The response was wide and varied, some recalled  a first book at the library, another said no specific book , but she found stories extremely one sided, and only told stories of the heroes. That after reading books she found the anti-heroes more interesting , and wanted to know more about them, and because of that was inspired to become a writer.


 Rosenblatt posed a good question, I thought,  and like his students ,  pondered  how I might  answer it.  Who was it for me? Which author, which book made me want to become a writer. The  Bobbsey Twins, The Happy Hollisters, Blaze, andToby Tyler all came to mind.  As did The Adventures of Tom Sawyer, Little Women, and Nancy Drew. I recall  that  during my grade school years  some of those  early Whitman books had been birthday  gifts  from childhood friends, and how happy I was to get them.

 I don’t ever remember when books weren't  an important  part of my life.  Authors like Victoria Holt, Taylor Caldwell, Michener, and Rumer Godden filled my imagination with their stories of other places, and people. I think about the  great poets—Eugene Field, James Whitcomb Riley, Kipling and Longfellow , and how my mother read  me  their poems from the time I was a very little girl, and the positive  impact they still have on me.  

While  contemplating  Rosenblatt’s question, I was about to conclude  it was  impossible to name just one,  there are so many books that have held me captive  late at night,   with just a small reading light to  guide my way across the page.  However, there is one book  , “Pentimento”, and in particular the chapter titled,Julia   that still catches my breath, and causes me to say, I want to write like that.  On the opening page, Lillian Hellman immediately draws me in when she writes,

Old paint on canvas, as it ages, sometimes becomes transparent.  When that happens it is possible, in some pictures, to see the original lines: a tree will show through a woman’s dress, a child makes way for a dog, a large  boat is no longer on an open sea. That is called pentimento because the painter “repented”, changed his mind. Perhaps it would be as well to say that the old conception, replaced by a later choice, is a way of seeing and then seeing again.

That is all I mean about the people in this book. The paint has aged now and I wanted to see what was there for me once, what is there for me now.  

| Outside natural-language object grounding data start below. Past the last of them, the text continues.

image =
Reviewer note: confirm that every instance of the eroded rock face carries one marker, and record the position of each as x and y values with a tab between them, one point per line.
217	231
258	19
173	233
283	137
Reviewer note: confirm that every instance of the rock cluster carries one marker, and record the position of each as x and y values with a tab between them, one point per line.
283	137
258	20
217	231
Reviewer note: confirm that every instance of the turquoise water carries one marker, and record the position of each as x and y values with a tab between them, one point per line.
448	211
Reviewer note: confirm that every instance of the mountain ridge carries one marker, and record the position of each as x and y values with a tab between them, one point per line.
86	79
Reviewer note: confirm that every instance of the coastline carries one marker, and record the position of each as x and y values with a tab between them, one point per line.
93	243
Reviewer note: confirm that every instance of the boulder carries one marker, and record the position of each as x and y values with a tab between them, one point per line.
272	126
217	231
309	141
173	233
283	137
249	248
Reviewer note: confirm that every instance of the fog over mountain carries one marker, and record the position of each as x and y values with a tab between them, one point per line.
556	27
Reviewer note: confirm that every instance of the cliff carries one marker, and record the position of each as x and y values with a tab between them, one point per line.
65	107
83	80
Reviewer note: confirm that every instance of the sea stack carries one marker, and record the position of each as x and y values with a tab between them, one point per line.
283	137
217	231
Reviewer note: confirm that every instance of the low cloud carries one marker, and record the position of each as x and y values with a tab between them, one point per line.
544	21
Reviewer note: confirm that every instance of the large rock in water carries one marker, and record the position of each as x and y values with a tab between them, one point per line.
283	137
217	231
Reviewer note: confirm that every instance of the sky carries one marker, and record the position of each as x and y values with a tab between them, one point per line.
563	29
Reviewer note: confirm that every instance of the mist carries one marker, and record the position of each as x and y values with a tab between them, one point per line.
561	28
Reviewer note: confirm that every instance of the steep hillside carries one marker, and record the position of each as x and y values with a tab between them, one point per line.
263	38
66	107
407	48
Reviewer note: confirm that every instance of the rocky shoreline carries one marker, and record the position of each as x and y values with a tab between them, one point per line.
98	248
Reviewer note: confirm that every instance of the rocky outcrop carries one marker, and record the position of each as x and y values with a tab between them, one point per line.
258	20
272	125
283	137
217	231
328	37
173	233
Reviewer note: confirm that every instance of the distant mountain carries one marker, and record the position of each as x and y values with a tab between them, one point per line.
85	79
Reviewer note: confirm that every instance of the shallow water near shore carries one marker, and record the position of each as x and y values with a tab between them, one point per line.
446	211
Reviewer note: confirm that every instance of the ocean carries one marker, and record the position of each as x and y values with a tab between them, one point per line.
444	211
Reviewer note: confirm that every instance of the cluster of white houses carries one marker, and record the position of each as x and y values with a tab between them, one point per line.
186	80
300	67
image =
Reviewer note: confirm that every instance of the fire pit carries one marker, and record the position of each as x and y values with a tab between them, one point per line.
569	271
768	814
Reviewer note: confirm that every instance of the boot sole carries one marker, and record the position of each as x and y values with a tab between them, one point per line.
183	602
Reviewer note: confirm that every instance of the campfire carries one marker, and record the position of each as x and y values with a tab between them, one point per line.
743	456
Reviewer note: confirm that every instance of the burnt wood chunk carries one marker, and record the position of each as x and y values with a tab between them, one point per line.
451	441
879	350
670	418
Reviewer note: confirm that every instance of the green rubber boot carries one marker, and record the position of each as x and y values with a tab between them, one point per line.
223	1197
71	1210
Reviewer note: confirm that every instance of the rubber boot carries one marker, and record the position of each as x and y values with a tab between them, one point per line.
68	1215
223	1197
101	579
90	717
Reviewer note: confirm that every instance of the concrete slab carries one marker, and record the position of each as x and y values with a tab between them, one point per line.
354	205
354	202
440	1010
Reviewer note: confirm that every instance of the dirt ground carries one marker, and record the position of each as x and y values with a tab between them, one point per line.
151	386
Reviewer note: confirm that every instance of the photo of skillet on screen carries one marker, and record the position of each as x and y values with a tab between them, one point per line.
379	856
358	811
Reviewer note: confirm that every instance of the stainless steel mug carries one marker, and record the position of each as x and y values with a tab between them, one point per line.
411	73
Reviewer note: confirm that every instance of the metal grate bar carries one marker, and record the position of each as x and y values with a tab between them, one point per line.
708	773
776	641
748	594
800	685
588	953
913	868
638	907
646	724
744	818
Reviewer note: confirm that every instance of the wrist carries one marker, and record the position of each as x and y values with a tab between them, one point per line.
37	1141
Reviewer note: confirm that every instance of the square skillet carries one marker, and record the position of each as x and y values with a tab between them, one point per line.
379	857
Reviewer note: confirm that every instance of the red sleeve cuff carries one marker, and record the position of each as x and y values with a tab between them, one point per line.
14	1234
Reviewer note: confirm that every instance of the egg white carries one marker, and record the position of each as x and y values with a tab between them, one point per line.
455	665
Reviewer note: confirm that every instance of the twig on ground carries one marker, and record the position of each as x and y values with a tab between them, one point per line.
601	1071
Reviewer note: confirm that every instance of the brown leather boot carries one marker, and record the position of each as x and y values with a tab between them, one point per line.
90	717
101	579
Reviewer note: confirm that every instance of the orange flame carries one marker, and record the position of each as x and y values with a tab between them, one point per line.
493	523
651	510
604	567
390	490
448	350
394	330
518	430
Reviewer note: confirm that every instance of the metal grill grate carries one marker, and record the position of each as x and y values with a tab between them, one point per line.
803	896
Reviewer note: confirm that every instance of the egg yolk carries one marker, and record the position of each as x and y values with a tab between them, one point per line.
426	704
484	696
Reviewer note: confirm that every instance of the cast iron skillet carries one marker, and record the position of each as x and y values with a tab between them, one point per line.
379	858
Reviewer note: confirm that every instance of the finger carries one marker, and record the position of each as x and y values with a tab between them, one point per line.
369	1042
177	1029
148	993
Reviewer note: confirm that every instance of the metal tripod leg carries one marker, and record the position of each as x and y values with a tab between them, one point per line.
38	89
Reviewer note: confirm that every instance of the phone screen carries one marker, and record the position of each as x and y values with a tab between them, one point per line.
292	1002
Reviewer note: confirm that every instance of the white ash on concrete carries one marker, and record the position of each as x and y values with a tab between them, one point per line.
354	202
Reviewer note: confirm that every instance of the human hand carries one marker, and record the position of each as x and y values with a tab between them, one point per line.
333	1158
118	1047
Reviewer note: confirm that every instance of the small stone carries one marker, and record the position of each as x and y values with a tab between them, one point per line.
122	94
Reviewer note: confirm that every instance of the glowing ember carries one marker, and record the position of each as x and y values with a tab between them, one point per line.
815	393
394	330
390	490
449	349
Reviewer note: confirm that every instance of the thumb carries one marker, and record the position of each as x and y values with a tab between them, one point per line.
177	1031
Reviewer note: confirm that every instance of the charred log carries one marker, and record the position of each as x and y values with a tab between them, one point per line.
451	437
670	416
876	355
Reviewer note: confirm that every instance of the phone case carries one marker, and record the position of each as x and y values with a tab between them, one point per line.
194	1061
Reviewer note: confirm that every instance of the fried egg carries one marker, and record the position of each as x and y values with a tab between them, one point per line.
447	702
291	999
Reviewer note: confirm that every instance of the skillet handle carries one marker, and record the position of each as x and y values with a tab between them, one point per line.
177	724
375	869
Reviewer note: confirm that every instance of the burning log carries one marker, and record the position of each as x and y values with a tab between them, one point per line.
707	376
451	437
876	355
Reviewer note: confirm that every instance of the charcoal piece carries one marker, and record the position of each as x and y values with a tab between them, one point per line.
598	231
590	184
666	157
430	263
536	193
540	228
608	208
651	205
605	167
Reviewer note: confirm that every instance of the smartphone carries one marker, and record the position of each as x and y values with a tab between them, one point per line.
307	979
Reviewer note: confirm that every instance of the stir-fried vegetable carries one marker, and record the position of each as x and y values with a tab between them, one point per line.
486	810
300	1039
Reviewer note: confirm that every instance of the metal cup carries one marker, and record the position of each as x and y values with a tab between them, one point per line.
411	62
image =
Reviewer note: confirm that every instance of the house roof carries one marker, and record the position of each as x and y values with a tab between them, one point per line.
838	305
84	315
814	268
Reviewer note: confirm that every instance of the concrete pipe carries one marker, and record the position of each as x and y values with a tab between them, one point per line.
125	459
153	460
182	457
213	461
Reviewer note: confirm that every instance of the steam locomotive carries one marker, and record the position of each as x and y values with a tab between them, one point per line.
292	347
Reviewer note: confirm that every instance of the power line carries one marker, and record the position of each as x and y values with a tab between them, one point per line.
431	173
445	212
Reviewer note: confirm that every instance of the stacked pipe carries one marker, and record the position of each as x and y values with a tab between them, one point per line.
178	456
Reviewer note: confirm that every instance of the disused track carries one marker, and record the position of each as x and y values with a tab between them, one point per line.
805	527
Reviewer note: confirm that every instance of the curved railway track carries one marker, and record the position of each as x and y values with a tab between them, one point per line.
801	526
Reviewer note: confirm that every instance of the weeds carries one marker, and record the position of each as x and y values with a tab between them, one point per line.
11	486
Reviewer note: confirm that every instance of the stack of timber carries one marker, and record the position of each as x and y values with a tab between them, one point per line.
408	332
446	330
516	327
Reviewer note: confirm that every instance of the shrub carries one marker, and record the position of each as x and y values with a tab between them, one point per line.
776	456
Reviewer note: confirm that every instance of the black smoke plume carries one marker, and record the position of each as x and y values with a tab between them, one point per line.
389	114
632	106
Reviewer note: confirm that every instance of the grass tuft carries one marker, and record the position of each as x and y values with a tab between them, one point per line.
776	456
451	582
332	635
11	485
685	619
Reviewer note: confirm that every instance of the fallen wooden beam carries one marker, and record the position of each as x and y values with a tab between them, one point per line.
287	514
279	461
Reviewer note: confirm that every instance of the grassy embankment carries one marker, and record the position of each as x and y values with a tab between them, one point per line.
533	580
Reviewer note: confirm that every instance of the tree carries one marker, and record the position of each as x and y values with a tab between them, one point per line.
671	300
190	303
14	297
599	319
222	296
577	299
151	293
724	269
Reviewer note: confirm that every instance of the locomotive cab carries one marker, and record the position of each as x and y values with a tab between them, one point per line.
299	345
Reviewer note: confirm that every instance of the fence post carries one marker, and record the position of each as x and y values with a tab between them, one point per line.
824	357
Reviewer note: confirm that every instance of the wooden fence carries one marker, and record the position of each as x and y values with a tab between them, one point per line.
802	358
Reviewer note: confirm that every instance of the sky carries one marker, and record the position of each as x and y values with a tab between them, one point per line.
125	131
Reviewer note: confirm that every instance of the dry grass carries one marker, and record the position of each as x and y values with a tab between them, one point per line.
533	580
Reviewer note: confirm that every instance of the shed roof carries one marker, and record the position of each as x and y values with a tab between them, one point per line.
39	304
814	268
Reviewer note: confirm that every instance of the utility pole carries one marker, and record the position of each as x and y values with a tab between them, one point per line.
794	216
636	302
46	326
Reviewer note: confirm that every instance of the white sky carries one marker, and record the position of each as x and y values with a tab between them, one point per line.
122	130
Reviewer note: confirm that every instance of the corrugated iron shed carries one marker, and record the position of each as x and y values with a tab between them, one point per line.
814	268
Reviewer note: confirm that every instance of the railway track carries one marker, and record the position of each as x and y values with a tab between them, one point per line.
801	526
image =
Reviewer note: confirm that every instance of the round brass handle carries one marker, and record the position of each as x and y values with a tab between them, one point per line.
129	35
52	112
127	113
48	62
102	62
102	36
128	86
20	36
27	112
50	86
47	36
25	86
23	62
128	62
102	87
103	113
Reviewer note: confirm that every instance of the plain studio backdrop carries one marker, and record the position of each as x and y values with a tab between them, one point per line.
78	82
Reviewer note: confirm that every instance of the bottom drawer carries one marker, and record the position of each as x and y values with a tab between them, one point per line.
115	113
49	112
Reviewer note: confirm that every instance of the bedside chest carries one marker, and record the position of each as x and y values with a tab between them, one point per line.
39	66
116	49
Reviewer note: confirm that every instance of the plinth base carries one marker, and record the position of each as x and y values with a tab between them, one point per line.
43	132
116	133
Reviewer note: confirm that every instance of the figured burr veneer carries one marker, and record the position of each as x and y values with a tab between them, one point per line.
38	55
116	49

While set against the backdrop of Nazi Germany, and its evilness,  Julia is really the story of friendship, and what  one  is willing to do  for the other  in time of need. Without ever saying it, Hellman is writing about loyalty and trust. Her memoir ,  perfectly woven,  easily moves along between narration and dialogue, so much so that  when  Julia was made into an award winning movie in 1977, the scriptwriters job was made easy as very little was changed from Hellman's original  written word. 

When first reading Pentimento , I was only in my twenties, and  even then Hellman’s  reflection about  how ‘the paint has aged’  caused  me to think   about my  own age, and the people and events in my life,  and how I wanted to write about them.  But more so  now, when with each day, I move closer to 61, and recall with affection  those times as I remember them to be, but also,  perhaps,   with a slightly new, and different perspective; sometimes seeing them through  crystal clear eyes, other times as  through  misty sky. 





Keeping  in mind Roger Rosenblatt's theory,  every one ( especially aspiring writers)  has read  something at an early age that makes them want to become a writer, you might find it helpful, and fun in answering his  question, too , “ Where was it for you ? Who was it , and why?”